何琴舟忽地凑上前,林溪桥身子略略往后靠了靠。

何琴没在意,压低身子,嘴角勾起:“林老师,您知道安鱼信喜欢女的吗?”

“你就是为了和我讲这个?”林溪桥哼笑了声,“平常你们秦老师有没有和你说过,多把心思用在学习上,你的成绩已经从刚入学的五六十名跌到了现在的一百多名了吧。”

“原来林老师知道呀。”何琴舟晃了晃脑袋。

“知不知道和你又有什么关系呢?”林溪桥勉强维持住自己的耐性,又娓娓道来了一段道理,试图劝眼前的孩子多把心思放在学习和自己身上。

但何琴舟只是沉默地笑着听完了她那一大篇话,最后轻声说:“林老师,您知道这件事,还对她这么好……”

“您就不怕她喜欢上您吗?”

一字一顿,石破天惊。

“如果我因为这件事而疏远她,”林溪桥几乎维持不住脸上的笑容,她缓了口气,温言徐徐,“我算什么老师呢?老师在孩子的人生之路上起到的是引领作用,她怎么想怎么做,做老师的无权干涉,只能努力引导她走上正确的道路。”

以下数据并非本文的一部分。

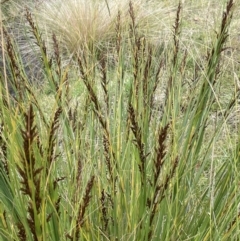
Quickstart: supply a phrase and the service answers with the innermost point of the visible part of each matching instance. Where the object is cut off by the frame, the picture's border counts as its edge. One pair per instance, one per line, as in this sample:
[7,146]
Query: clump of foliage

“但如果因为一点捕风捉影的事就警铃大作而矫枉过正,这才是老师的失职。”

“就像现在,老师在努力地劝你好好学习,别人的事与你无关,你多把精力放在自己身上。你听不听得进老师没办法管,但老师不能因为你可能会因此对老师产生看法而不劝你不引导你。”

何琴舟沉默了半晌:“老师,我知道了。”

林溪桥松了一口气。

“话讲完了吗?”她问。

何琴舟点点头。

林溪桥笑笑,和何琴舟道别。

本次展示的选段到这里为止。